De acordo com o regulamento, 16 equipes se enfrentam em turno único. As 8 melhores classificadas, em pontos corridos, se classificam para a segunda fase, quando estas equipes são reorganizadas em dois grupos, A e B, com 4 times cada que jogam todos contra todos em turno e returno. Desta fase, também em pontos corridos, passam 2 equipes de cada grupo, que se enfrentam em cruzamento olímpico, turno e returno, nas semi-finais e na final.
É um campeonato tido por todos, dentro e fora do estado, como muito fraco tecnicamente, e isto pode ser explicado, em parte, pelo seu formato. Dezesseis equipes iniciam, e metade destes passam a outra fase. Isto destrói com o ideal dos pontos corridos para valorizar a competência e a estabilidade dos clubes durante a competição.
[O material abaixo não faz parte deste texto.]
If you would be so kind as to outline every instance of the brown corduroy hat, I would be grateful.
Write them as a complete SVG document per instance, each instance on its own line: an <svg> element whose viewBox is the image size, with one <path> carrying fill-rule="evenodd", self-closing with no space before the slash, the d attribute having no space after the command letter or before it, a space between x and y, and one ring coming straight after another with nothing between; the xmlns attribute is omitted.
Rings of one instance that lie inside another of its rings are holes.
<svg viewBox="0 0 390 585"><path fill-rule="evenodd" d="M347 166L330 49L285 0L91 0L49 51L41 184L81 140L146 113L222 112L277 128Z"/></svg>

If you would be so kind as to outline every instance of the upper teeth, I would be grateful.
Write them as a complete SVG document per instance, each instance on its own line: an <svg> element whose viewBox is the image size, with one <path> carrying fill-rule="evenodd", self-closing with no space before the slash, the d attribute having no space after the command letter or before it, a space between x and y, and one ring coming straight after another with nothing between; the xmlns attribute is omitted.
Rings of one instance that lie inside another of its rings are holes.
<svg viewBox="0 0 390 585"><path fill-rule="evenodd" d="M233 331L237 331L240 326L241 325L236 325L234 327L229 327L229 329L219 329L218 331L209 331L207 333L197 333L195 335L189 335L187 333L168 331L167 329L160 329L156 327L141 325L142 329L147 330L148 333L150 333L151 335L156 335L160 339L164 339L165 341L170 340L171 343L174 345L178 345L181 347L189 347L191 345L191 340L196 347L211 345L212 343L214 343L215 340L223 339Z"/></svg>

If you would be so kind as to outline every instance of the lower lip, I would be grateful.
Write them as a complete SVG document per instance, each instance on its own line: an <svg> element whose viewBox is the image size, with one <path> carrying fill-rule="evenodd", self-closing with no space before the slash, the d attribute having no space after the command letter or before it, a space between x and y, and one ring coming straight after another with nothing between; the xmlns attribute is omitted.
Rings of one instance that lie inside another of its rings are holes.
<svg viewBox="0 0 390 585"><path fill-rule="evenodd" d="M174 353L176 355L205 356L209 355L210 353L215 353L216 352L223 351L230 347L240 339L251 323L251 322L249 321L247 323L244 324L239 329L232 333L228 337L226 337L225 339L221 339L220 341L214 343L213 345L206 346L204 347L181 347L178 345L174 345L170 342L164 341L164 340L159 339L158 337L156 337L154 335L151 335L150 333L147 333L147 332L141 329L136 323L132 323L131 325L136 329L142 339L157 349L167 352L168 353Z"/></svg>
São muitas equipes se classificando. Claramente, é um campeonato moldado para os clubes maiores da capital; pois coloca mais peso no binômio torcida/mídia em relação ao fator bola, o que acaba colaborando para a triste situação dos clubes do interior paranaense.
Já o campeonato paulista é mais equilibrado. Com um formato semelhante, mas que beneficia com a classificação à segunda fase, apenas os 4 melhores times. Isto coloca um valor muito maior na competência e na estabilidade dos clubes ao longo da competição, mas sem excluir uma segunda fase em “mata-mata” que tanto emociona e contagia os torcedores.